Description
Statistical tests of this type attempt to determine the likelihood that two
distribution functions represent the same distribution. Two empirical
distribution functions are mapped against each other, or a single empirical
function is mapped against a hypothetical (e.g., Normal) distribution.
Conclusions are then drawn about the likelihood the two distributions are
the same.
Performs following tests:
Kolmogorov-Smirnov Test (One Sample)
Lilliefors Test
Shapiro-Wilk Test
D'Agostino and Pearson Test
Smirnov Test
Detailed information about each test can be found in
'Statistical Tests offered' section.
Usage
td_ks_test_valib(data, dependent.column, ...)
Arguments
data |
Required Argument. |
dependent.column |
Required Argument. |
... |
Specifies other arguments supported by the function as described in the 'Other Arguments' section. |
Value
Function returns an object of class "td_ks_test_valib"
which is a named list containing object of class "tbl_teradata".
Named list member can be referenced directly with the "$" operator
using name: result.
Other Arguments
columns
Optional Argument.
Specifies a categorical variable with two values that
indicate the distribution to which the "dependent.column"
belongs.
Note:
Used only by the Smirnov test.
Types: Types: character OR vector of Strings (character)
fallback
Optional Argument.
Specifies whether the FALLBACK is requested as in the
output result or not.
Default Value: FALSE (Not requested)
Types: logical
group.columns
Optional Argument.
Specifies the name(s) of the column(s) for grouping
so that a separate result is produced for each value
or combination of values in the specified column or
columns.
Types: character OR vector of Strings (character)
allow.duplicates
Optional Argument.
Specifies whether duplicates are allowed in the
output or not.
Default Value: FALSE
Types: logical
stats.database
Optional Argument.
Specifies the database where the statistical test
metadata tables are installed.
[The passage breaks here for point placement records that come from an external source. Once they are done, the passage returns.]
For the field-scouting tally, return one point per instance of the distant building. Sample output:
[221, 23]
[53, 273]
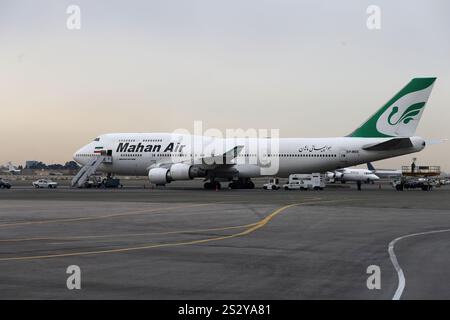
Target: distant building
[29, 164]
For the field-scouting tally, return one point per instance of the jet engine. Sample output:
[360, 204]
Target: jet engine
[181, 171]
[177, 171]
[159, 176]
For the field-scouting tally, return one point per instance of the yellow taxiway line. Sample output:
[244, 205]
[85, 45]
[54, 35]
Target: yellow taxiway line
[248, 231]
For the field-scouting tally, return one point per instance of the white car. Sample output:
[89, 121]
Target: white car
[44, 183]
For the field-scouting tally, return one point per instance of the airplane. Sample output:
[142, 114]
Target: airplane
[166, 157]
[385, 173]
[10, 168]
[352, 174]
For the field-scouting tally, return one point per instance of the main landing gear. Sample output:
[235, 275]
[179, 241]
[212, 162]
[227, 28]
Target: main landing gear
[236, 184]
[214, 185]
[242, 184]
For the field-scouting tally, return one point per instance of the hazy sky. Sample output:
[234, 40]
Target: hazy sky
[309, 68]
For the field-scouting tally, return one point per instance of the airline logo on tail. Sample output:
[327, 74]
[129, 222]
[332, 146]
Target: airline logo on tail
[400, 116]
If not specified,
the source database is searched for these metadata
tables.
Types: character
style
Optional Argument.
Specifies the test style.
Permitted Values:
'ks' - Kolmogorov-Smirnov test.
'l' - Lilliefors test.
'sw' - Shapiro-Wilk test.
'p' - D'Agostino and Pearson test.
's' - Smirnov test.
Default Value: 'ks'
Types: character
probability.threshold
Optional Argument.
Specifies the threshold probability, i.e.,
alpha probability, below which the null
hypothesis is rejected.
Default Value: 0.05
Types: numeric
Statistical Tests offered
Kolmogorov-Smirnov Test (One Sample)
The Kolmogorov-Smirnov Test (One Sample) test determines if a dataset matches
a particular distribution (for this test, the normal distribution). The test
has the advantage of making no assumption about the distribution of data
(non-parametric and distribution-free). Note that this generality comes at
some cost: other tests (e.g., the Student's t-test) may be more sensitive if
the data meet the requirements of the test. The Kolmogorov-Smirnov test is
generally less powerful than the tests specifically designed to test for
normality. This is especially true when the mean and variance are not
specified in advance for the Kolmogorov-Smirnov test, which then becomes
conservative. Further, the Kolmogorov-Smirnov test will not indicate the type
of nonnormality, e.g., whether the distribution is skewed or heavy-tailed.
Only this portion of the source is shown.